3. set up histogram array Num[1...R]. distance distribution histogram is initialized as zero
For?i?from?1?to?N
Num[Q(i)]=Num[Q(i)]+1;
4. statistic histogram and require to find reasonable thresholding T according to output:
For?i?from?2?to?R
Num[i]=Num[i]+Num|i-1]
If?Num[i]≥S
{
T=i×D,
and?then?exit.
}
This fast search algorithm, it is consuming time less than two seconds to do retrieval on 300,000 samples.If show candidate not consuming timely is less than 0.5 second.

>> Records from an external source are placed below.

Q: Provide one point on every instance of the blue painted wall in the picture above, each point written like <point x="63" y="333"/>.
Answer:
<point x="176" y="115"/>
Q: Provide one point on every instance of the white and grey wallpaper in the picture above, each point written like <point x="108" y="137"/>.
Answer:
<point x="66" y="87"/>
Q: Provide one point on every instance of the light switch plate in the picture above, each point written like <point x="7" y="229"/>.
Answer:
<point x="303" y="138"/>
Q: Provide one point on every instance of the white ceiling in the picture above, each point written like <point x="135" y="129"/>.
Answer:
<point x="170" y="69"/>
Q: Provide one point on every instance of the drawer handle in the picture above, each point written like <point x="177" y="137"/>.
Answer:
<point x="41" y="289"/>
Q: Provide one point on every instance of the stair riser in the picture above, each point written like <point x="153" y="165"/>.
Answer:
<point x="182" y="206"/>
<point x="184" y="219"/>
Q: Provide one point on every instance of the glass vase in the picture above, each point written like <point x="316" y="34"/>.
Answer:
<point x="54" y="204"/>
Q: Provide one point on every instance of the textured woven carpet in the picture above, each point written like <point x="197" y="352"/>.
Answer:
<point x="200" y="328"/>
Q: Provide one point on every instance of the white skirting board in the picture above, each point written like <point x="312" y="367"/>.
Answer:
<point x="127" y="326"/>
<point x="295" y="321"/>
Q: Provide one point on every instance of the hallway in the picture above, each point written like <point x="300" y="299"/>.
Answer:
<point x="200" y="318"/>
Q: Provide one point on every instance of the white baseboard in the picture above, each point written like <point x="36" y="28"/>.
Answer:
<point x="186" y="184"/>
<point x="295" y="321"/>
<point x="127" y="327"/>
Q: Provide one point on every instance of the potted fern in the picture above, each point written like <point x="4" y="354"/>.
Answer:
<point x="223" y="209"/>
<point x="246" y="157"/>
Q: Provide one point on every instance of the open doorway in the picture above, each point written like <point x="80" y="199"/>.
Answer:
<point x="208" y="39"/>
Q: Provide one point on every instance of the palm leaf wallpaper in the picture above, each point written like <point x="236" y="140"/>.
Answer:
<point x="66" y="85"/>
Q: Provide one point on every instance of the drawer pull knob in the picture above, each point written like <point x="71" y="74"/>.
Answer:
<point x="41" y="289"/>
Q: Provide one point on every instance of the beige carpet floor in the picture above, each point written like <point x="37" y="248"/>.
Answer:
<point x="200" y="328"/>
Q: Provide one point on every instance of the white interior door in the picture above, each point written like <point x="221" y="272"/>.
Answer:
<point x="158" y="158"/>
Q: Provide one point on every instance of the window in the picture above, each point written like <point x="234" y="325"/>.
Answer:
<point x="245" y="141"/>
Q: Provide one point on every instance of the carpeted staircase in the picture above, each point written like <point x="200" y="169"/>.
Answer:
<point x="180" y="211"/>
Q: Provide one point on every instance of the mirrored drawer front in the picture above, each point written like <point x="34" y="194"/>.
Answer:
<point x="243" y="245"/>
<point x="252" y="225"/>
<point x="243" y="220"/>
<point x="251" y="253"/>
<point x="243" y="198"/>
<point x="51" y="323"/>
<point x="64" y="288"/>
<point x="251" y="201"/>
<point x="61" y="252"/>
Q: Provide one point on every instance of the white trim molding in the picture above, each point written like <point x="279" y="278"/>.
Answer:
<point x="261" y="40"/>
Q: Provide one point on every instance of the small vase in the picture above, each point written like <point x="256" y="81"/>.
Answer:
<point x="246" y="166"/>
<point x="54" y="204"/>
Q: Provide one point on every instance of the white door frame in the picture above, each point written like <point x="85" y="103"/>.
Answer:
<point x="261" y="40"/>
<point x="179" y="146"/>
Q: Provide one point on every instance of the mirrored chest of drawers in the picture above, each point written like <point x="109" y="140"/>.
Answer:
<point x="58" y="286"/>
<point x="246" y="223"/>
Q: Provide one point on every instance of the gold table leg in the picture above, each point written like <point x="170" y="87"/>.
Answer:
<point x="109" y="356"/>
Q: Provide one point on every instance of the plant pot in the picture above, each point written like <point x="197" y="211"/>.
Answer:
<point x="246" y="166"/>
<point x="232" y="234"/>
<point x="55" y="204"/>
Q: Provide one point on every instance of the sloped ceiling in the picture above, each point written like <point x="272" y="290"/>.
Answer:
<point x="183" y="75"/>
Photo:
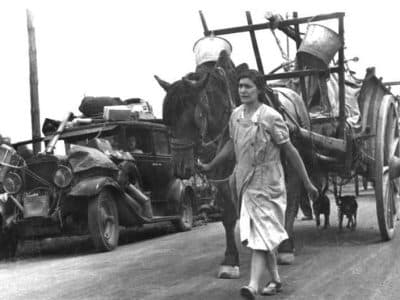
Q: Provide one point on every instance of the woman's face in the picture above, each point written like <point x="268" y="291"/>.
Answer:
<point x="248" y="91"/>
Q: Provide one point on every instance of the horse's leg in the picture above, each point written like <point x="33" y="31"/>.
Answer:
<point x="295" y="191"/>
<point x="229" y="268"/>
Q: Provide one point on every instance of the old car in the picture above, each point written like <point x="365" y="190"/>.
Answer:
<point x="112" y="174"/>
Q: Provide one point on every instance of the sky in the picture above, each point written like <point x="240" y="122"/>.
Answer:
<point x="114" y="48"/>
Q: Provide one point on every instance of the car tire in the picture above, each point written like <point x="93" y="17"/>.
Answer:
<point x="185" y="221"/>
<point x="8" y="244"/>
<point x="103" y="221"/>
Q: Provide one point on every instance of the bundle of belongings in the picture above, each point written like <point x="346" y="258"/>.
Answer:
<point x="317" y="50"/>
<point x="114" y="109"/>
<point x="100" y="109"/>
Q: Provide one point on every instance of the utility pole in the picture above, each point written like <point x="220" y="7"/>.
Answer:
<point x="33" y="80"/>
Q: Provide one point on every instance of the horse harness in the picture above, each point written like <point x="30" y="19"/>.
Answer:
<point x="204" y="110"/>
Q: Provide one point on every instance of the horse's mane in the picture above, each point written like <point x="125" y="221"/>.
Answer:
<point x="180" y="94"/>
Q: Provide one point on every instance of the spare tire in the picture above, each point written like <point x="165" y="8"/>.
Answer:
<point x="94" y="106"/>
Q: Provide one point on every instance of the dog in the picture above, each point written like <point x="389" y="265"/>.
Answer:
<point x="347" y="206"/>
<point x="322" y="206"/>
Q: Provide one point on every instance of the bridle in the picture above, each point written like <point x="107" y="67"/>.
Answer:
<point x="204" y="108"/>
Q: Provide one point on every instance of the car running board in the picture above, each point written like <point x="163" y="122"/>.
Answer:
<point x="159" y="219"/>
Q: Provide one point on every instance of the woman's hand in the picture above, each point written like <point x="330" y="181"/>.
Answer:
<point x="312" y="191"/>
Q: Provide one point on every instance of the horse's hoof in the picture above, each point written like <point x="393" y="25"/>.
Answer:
<point x="285" y="258"/>
<point x="228" y="272"/>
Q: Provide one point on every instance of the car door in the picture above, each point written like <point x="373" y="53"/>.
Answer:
<point x="162" y="164"/>
<point x="139" y="144"/>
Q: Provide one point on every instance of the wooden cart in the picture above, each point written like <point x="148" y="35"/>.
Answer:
<point x="371" y="151"/>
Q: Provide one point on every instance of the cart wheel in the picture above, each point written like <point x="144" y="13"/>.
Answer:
<point x="103" y="221"/>
<point x="387" y="146"/>
<point x="185" y="221"/>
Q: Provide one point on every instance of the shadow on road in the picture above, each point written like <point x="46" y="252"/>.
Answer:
<point x="82" y="245"/>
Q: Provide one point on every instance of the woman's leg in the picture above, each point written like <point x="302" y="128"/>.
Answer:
<point x="258" y="267"/>
<point x="273" y="266"/>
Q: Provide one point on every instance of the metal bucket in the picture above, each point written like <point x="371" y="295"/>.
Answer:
<point x="208" y="49"/>
<point x="319" y="46"/>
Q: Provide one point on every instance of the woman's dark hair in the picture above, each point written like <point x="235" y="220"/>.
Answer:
<point x="258" y="79"/>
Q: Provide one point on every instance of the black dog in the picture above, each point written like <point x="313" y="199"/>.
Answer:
<point x="347" y="206"/>
<point x="322" y="206"/>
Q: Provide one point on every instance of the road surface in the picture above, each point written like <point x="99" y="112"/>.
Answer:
<point x="157" y="264"/>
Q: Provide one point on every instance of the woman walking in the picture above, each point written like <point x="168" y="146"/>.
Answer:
<point x="258" y="134"/>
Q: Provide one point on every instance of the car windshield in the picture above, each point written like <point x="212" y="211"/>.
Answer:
<point x="138" y="141"/>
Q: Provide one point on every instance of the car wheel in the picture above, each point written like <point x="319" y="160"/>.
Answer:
<point x="185" y="221"/>
<point x="103" y="221"/>
<point x="8" y="244"/>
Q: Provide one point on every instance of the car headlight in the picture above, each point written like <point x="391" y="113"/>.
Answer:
<point x="63" y="177"/>
<point x="12" y="182"/>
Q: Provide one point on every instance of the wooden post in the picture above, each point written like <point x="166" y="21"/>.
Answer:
<point x="342" y="116"/>
<point x="33" y="80"/>
<point x="299" y="61"/>
<point x="254" y="43"/>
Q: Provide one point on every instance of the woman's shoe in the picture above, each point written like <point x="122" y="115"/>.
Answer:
<point x="272" y="288"/>
<point x="248" y="292"/>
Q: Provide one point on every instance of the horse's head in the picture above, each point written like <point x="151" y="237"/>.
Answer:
<point x="197" y="109"/>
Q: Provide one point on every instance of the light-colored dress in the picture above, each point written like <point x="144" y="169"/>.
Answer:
<point x="258" y="176"/>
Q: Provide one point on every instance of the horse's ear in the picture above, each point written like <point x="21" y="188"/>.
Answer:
<point x="225" y="61"/>
<point x="165" y="85"/>
<point x="241" y="68"/>
<point x="199" y="84"/>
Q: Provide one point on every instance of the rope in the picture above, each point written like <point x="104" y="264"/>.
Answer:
<point x="278" y="42"/>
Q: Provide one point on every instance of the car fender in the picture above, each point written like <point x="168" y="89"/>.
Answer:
<point x="176" y="191"/>
<point x="92" y="186"/>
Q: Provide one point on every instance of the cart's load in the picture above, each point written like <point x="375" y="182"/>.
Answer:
<point x="317" y="50"/>
<point x="208" y="48"/>
<point x="318" y="46"/>
<point x="113" y="108"/>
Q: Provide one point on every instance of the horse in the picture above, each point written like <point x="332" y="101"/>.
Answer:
<point x="197" y="109"/>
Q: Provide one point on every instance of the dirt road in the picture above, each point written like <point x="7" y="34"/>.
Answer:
<point x="155" y="264"/>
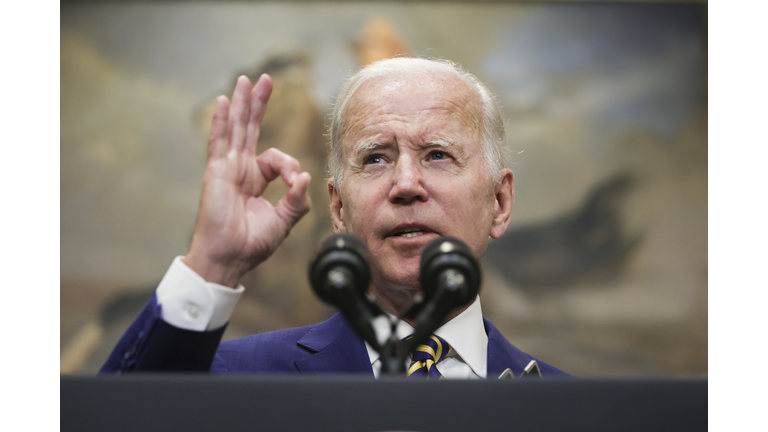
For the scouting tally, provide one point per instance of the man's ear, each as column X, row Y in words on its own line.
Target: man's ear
column 337, row 209
column 504, row 197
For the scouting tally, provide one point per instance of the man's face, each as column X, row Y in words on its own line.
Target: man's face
column 414, row 171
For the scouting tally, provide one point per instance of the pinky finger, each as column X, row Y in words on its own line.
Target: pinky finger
column 217, row 142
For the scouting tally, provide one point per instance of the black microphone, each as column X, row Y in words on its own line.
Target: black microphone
column 450, row 278
column 340, row 275
column 450, row 269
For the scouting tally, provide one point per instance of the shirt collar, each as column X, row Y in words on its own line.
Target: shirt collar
column 465, row 333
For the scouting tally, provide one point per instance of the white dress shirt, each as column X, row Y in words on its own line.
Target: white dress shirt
column 191, row 303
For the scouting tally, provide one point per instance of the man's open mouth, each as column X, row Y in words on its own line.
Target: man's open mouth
column 410, row 232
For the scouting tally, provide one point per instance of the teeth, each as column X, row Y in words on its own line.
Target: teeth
column 411, row 233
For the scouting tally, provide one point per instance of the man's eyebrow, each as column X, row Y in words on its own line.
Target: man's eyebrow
column 368, row 147
column 441, row 142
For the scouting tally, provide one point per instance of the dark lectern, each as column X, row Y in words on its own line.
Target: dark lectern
column 167, row 402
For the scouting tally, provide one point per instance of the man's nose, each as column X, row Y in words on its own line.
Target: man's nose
column 407, row 182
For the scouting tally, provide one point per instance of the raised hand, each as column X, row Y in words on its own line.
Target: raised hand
column 236, row 228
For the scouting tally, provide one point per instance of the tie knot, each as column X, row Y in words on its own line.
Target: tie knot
column 426, row 355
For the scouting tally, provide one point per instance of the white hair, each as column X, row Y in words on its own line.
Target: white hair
column 492, row 134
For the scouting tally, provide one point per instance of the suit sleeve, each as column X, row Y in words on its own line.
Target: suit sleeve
column 179, row 328
column 151, row 344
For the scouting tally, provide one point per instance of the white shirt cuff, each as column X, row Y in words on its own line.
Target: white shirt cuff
column 190, row 302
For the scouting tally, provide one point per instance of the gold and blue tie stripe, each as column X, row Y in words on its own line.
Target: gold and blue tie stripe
column 425, row 357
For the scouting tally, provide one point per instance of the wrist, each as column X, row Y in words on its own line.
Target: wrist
column 226, row 275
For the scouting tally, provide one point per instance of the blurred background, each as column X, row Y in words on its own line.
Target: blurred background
column 603, row 270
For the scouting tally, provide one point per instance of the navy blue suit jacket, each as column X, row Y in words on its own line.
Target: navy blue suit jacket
column 331, row 347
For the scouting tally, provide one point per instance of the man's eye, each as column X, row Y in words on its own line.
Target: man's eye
column 437, row 155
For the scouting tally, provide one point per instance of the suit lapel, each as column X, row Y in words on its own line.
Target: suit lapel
column 333, row 347
column 502, row 354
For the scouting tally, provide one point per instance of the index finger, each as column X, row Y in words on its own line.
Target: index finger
column 259, row 97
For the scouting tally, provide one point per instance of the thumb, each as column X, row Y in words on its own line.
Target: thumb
column 296, row 203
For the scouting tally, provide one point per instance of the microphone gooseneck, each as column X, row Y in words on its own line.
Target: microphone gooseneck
column 340, row 276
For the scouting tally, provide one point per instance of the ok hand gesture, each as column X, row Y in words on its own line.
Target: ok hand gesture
column 236, row 228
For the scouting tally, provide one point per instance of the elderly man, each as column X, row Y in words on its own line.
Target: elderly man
column 417, row 152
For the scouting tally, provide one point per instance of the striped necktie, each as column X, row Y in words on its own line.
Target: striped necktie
column 426, row 356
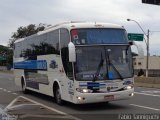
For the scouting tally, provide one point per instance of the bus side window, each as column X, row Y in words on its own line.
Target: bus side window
column 64, row 53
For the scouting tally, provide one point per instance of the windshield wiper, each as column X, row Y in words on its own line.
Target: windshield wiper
column 116, row 70
column 98, row 69
column 111, row 64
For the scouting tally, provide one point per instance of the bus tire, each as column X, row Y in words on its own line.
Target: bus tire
column 57, row 96
column 23, row 85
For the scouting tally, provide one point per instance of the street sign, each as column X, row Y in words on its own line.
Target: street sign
column 135, row 37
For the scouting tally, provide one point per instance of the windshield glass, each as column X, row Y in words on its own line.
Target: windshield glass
column 98, row 36
column 103, row 62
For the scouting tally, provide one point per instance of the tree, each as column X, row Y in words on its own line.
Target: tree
column 23, row 32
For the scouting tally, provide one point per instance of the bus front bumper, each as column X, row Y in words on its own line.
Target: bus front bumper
column 82, row 98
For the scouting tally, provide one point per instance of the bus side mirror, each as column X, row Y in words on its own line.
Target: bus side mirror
column 72, row 52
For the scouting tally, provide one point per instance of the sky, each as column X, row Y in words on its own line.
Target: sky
column 16, row 13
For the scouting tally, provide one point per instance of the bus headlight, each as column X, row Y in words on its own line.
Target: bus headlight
column 82, row 90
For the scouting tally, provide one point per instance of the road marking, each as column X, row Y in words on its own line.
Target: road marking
column 52, row 109
column 147, row 94
column 145, row 107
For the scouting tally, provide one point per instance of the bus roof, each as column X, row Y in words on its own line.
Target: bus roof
column 74, row 25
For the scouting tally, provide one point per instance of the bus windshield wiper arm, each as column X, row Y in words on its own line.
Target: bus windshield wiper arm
column 116, row 70
column 111, row 64
column 98, row 69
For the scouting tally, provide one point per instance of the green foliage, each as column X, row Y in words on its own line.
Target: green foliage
column 23, row 32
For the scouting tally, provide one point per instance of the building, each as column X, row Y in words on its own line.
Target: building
column 153, row 65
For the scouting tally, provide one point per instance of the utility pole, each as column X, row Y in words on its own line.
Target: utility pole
column 147, row 59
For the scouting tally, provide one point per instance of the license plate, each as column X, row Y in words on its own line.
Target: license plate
column 109, row 97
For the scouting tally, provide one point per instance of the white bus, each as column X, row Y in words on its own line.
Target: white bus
column 76, row 62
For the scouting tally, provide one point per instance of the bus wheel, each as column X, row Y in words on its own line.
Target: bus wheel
column 24, row 90
column 57, row 96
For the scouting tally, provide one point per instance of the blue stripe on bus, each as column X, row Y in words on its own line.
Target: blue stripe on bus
column 92, row 85
column 31, row 64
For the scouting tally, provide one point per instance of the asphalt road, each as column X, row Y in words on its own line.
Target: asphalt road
column 146, row 101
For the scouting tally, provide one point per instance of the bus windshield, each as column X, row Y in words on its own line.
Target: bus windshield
column 98, row 36
column 103, row 62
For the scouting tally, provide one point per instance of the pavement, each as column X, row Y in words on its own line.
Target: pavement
column 35, row 106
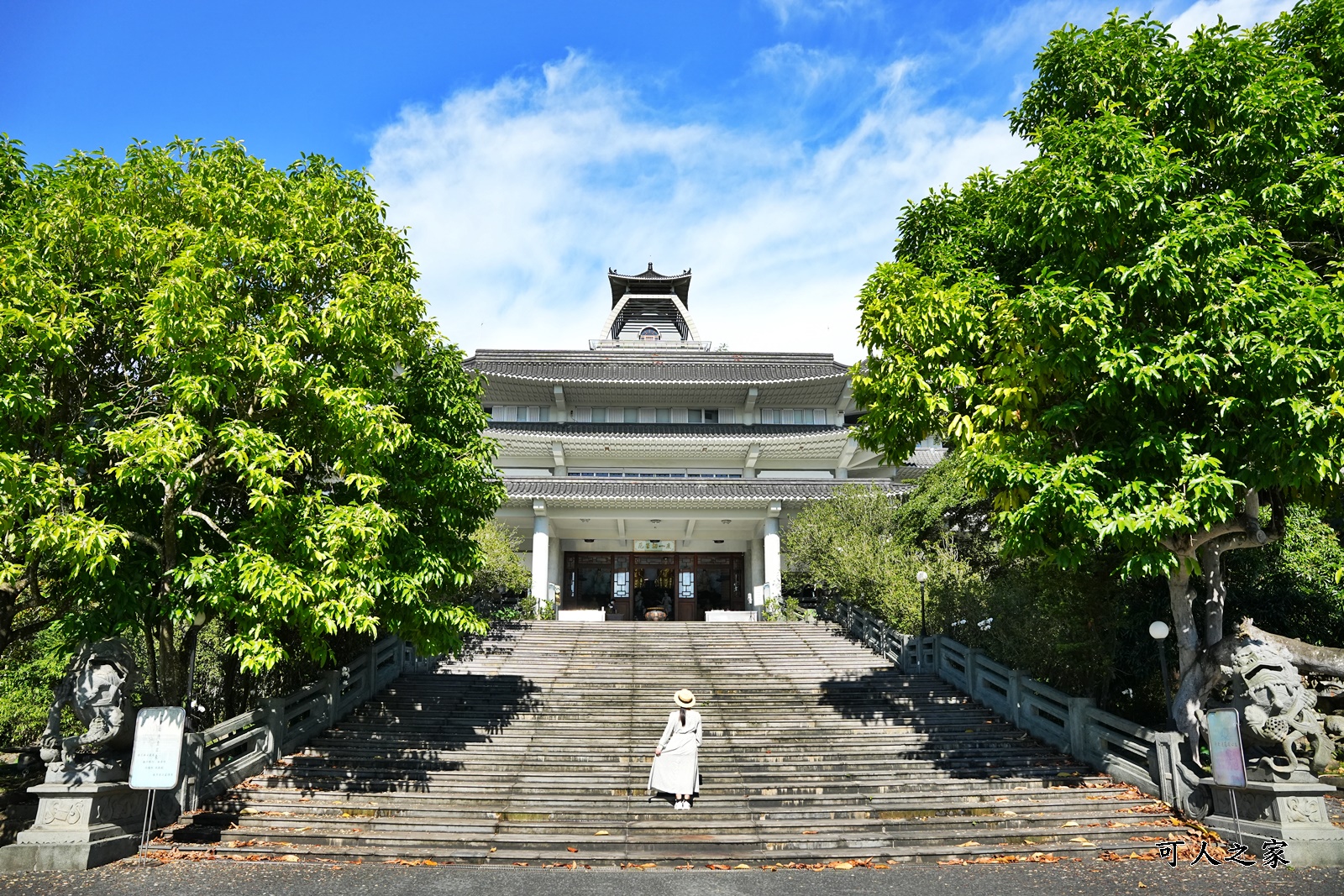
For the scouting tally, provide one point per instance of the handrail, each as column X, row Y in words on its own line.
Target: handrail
column 222, row 755
column 1148, row 759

The 7th step: relevant feedback.Only be difficult to provide gratifying result based on the image low-level feature, main cause is to exist very big gap between image low-level feature and high-level semantic.In order to address this problem, need work out better more effective graphical representation method on the one hand, can catch and set up association between low-level feature and the high-level semantic, so-called relevant feedback technology that Here it is by interactive means on the other hand.The relevant feedback technology is used for traditional text retrieval system at first, its basic thought is, in retrieving, system returns result for retrieval according to user's search request, the user can estimate and mark result for retrieval, and gives system with these information feedback, and system is then learnt according to these feedback informations, and return new Query Result, thereby make result for retrieval satisfy user's requirement more.Utilize relevant feedback to optimize result for retrieval.Whether two images are similar, are that subjective, different people has different similar standards to a great extent, especially complicated patterns as trade mark.In order to bring into play this role of subjective intentions of people, can in system, realize the relevant feedback technology.The user can select from result for retrieval to think and be correlated with or incoherent pattern that system is more new feature and other weights, inquiry again automatically.Relevant feedback technology in the information retrieval based on contents is broadly divided into 4 types: parameter regulation means, clustering method, Probability learning method and neural net method.At trademark image, advised a kind of simple and parameter regulation means of effective modification unique point weights among the present invention:
Wherein, Q original query point, Q
+Be positive sample (being correlated with) collection, n
+Be positive number of samples, Q
-Be negative sample collection (uncorrelated), n
-Be the negative sample number, Q ' is the query point feature after upgrading.Relevant feedback can greatly improve the precision of trade mark retrieval, obtains customer satisfaction system result.